I decided to play around with a comical representation of the candidates. Er, I couldn’t find a way to slot in a plea to vote for my preferred candidate – Dele Momodu, so here I just said it! Feedback would be nice on which candidate you think the dancers in this piece correspond to. Enjoy!

It’s selection time, and the various actors step out and dance to new tunes. The one dancing apala switches to alanta, since the spectators seem to like that, while the one that swayed languidly, like a maize stalk in the breeze jumps and dances frenziedly.

It’s selection time; everyone is making adjustments in a bid to sway the spectators.
It’s selection time; the spectators cluster and lean into the circle.

One of the dancers runs and hugs the village’s pariah, welcoming him back to the fold of civilized community. ‘Aburo, se o wa pa? I hope the food was manageable. Don’t worry, you are out now, I want you to just relax and enjoy the fresh air… fi free’. The convict smiles in return and makes a two finger salute, peace, from the cells.

Another of the dancers, to gain support, cuddles one who he has previously maltreated for wrongdoing. ‘Ah! man mi, are you ready to take on this role? Oh! That six tubers of yam issue?’ He waves his hands dismissively, ‘that was in the past, a phase I don’t like to remember, you know – not even being able to spend time at my friend’s burial…chai!’ He stops to shake his head sadly and pulls his friend closer. ‘Well, I hope we can put that behind us and win this dance’.

Another seems to realize the dance is drawing to an end, and this is the time to show hidden skills. He is galvanized into action and dashes from one end of the crowd to another; leaping into the air and throwing cartwheels within a beat. His knickers billow in the afternoon sun; the sun’s rays catch and throw reflections from his bronze scrotal sacs, dazzling everyone. ‘Ahhh!  So he could do this, so he could do that? ’The spectators stare in awe at this new revelation’. Some keep him in mind while other dash to his side of the grounds. Whatever happens, this bronze balled dancer will be remembered.

Another fixes his glasses rims more firmly over the bridge of his nose and executes carefully  practiced steps, he does not make any moves to impress, and the spectators easily forget him. ‘I have danced in Rome and in the Grand Hall at Britain; let those who check out my profile know I am fit to win. I don’t need to leap into the air or fraternize with criminals to win’. But the people don’t want a staid dancer, they want to see energy and leaps so they cast glances of commendation at him; wish their pikin will achieve his laurels ,and the romance ends.
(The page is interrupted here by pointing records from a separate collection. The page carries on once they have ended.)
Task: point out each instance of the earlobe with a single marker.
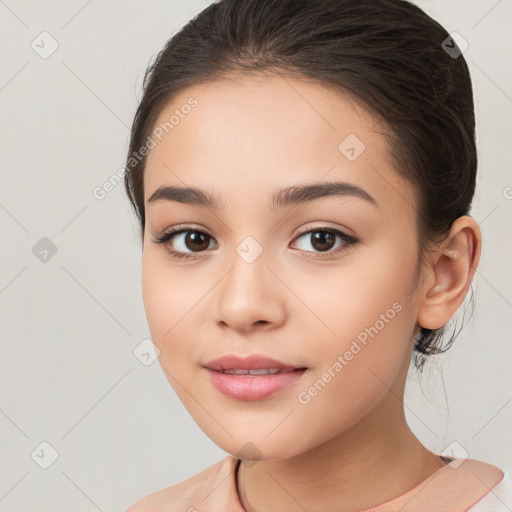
(451, 272)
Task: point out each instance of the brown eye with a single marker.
(179, 241)
(323, 240)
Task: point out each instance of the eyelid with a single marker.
(169, 234)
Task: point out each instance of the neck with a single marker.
(374, 461)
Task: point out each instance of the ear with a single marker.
(449, 273)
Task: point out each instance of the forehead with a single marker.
(249, 135)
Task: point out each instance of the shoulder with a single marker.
(213, 488)
(458, 486)
(498, 499)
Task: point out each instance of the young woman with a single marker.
(303, 172)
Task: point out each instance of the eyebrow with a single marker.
(294, 195)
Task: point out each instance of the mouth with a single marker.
(253, 377)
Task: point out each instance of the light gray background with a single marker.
(69, 325)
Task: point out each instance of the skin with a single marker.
(350, 447)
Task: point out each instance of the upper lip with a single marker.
(251, 362)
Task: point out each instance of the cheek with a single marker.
(168, 297)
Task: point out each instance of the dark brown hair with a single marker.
(388, 54)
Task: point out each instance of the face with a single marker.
(324, 283)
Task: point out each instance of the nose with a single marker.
(250, 297)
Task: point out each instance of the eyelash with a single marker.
(165, 239)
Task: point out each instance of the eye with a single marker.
(181, 239)
(184, 238)
(323, 239)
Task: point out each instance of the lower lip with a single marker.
(253, 387)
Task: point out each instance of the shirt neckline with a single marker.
(447, 460)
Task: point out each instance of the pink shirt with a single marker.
(462, 485)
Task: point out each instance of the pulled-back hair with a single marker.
(388, 54)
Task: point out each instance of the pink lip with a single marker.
(251, 387)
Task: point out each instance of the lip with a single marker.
(251, 387)
(250, 362)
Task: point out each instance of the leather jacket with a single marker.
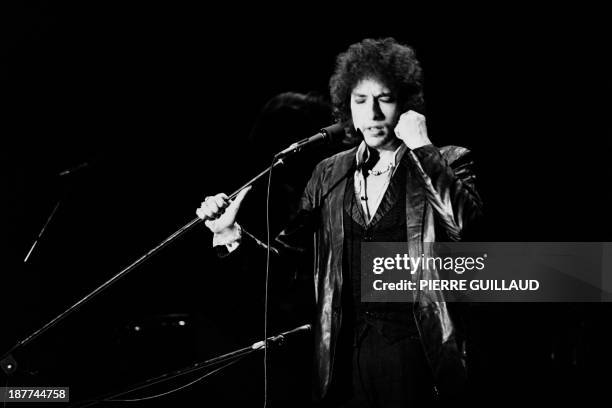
(441, 202)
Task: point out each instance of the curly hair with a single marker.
(385, 60)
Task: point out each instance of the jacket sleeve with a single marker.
(449, 182)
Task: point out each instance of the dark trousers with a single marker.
(383, 373)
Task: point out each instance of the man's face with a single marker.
(375, 112)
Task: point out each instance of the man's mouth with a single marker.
(375, 129)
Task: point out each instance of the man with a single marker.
(394, 187)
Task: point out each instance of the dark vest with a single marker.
(392, 320)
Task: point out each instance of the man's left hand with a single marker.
(411, 129)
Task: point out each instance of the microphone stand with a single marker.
(9, 364)
(233, 356)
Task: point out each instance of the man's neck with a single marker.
(387, 152)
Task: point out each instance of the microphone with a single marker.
(280, 338)
(328, 134)
(74, 169)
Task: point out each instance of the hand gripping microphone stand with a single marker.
(330, 133)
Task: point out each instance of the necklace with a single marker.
(379, 172)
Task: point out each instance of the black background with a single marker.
(159, 99)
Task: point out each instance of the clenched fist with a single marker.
(219, 212)
(411, 129)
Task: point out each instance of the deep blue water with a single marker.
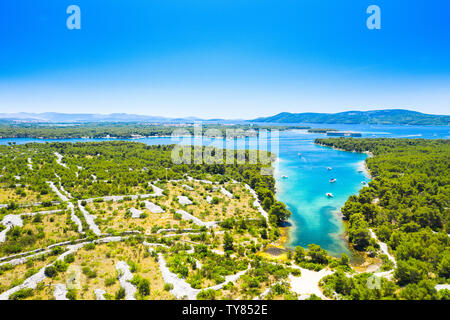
(315, 217)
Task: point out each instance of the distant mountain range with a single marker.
(393, 117)
(56, 117)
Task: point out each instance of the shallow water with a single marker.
(315, 217)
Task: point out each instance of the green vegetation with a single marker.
(407, 205)
(126, 130)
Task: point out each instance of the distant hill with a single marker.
(393, 116)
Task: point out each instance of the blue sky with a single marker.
(224, 58)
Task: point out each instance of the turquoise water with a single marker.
(315, 217)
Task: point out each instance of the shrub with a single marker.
(50, 271)
(21, 294)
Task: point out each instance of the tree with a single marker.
(144, 287)
(345, 260)
(299, 254)
(279, 212)
(50, 271)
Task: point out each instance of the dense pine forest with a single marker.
(126, 130)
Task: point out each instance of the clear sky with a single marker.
(224, 58)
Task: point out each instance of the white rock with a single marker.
(124, 277)
(153, 207)
(99, 294)
(60, 292)
(184, 200)
(135, 213)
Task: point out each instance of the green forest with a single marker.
(407, 205)
(126, 130)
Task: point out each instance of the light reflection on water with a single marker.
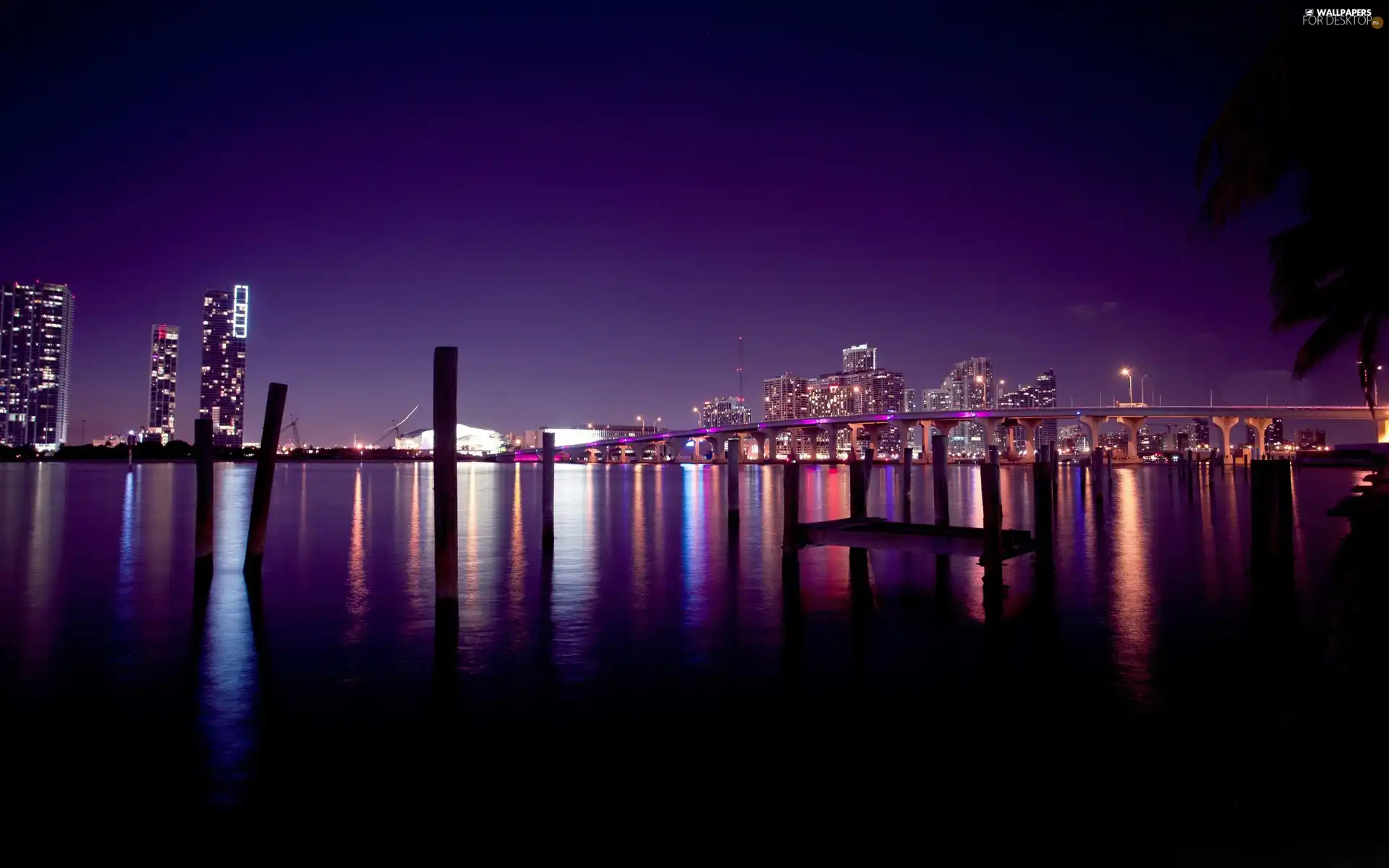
(228, 686)
(647, 588)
Another hypnotizes a group of people to his side of the ground. He achieves this by swinging a glittering rosary and muttering unknown phrases. People approach like moths to a lamp, and he dances to impress only these few, he makes choreographs to the rosary and they are infinitely pleased with that. No one is leaving, neither is anyone is entering this household.
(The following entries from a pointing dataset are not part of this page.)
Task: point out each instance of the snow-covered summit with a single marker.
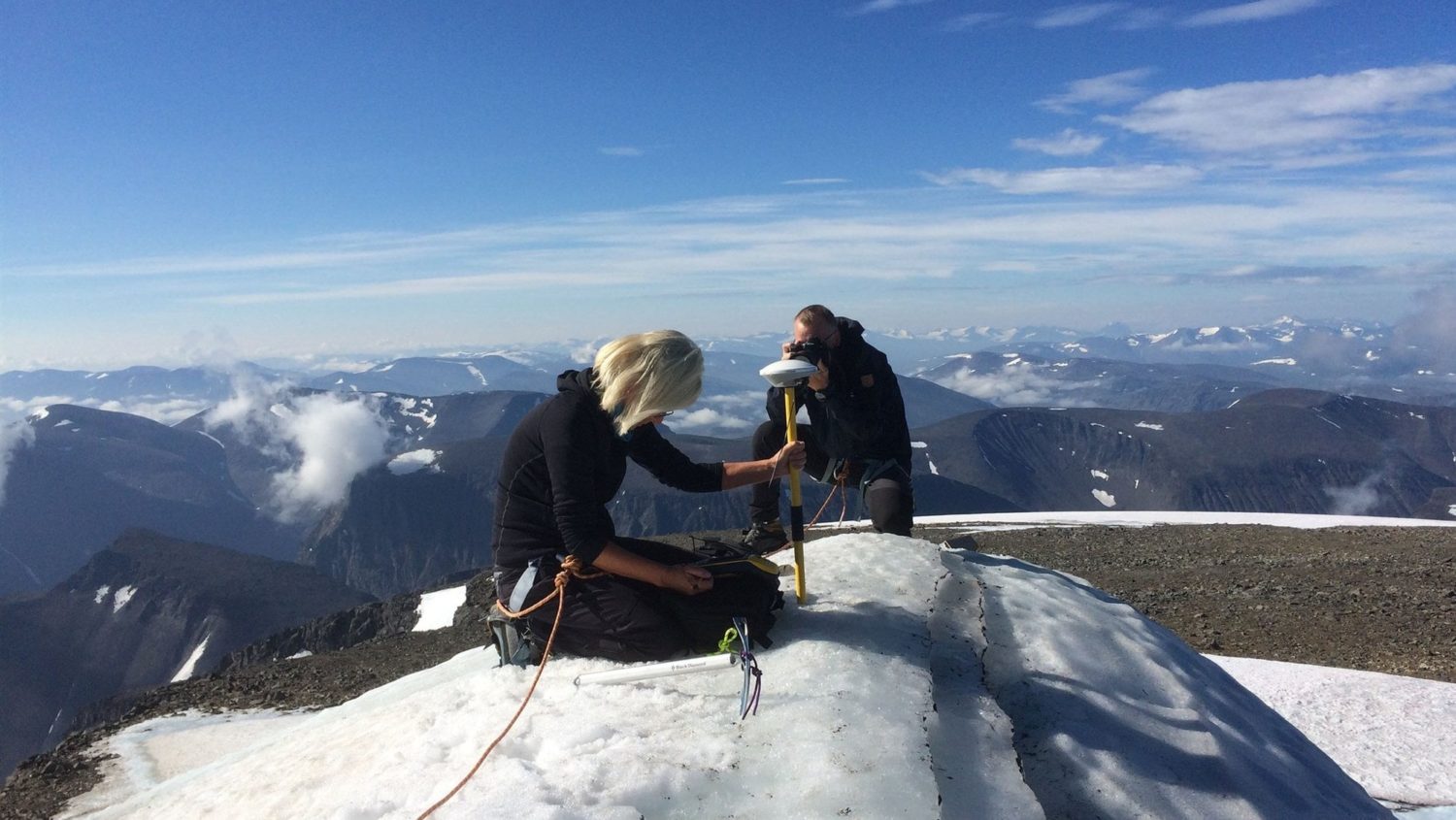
(914, 682)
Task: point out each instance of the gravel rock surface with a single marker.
(1379, 599)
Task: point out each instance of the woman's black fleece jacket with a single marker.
(564, 465)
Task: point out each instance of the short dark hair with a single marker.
(814, 314)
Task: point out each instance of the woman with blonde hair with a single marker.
(565, 462)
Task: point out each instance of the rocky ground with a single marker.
(1362, 598)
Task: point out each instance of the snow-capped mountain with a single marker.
(143, 612)
(914, 682)
(439, 376)
(89, 476)
(1274, 452)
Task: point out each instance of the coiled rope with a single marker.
(570, 569)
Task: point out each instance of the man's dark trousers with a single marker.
(888, 496)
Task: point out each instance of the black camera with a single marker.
(811, 351)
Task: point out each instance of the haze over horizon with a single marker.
(189, 183)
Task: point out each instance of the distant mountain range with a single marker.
(1047, 421)
(1342, 355)
(143, 612)
(90, 476)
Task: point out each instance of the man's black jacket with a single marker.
(564, 465)
(862, 414)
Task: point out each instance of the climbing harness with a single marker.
(571, 569)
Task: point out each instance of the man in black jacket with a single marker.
(856, 432)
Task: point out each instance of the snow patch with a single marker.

There is a stringy man at a far corner, all weathered skin and a royal posture. He comes from a large clan and they scream themselves hoarse at his slightest of moves. ‘He is our father incarnated, you should select him, see what he did for us’.

Now the drummers beat the drum more fiercely, and the head drummer is in rapture. ‘Pour more water on my sweat bathed torso,’ he shouts. ‘Pour palm oil on the drum skin so it does not burst; throw roasted crickets into my mouth whenever it hangs open. I want six maidens to fan me with the widest cocoyam leaves that can be found in the land.’

They all hasten to do the drummer’s bidding – there can be no dance competition without music, and the dancers have come too far to be let down, so they dispatch twelve maidens to the stream with large gourds for the drummer’s cooling water. Six young men are given sharp machetes and kegs to get palm oil for the drum skin, and all the children are driven into the forest to get the fattest brown crickets for the drummer. Now the audience is largely depleted because the music has to go on and some grumble about the wisdom of a dance which oils the drummer. The drummer smiles and promises the best of music if his desires are met, ‘More oil, more breeze, freshhhh air…’ he screams hoarsely.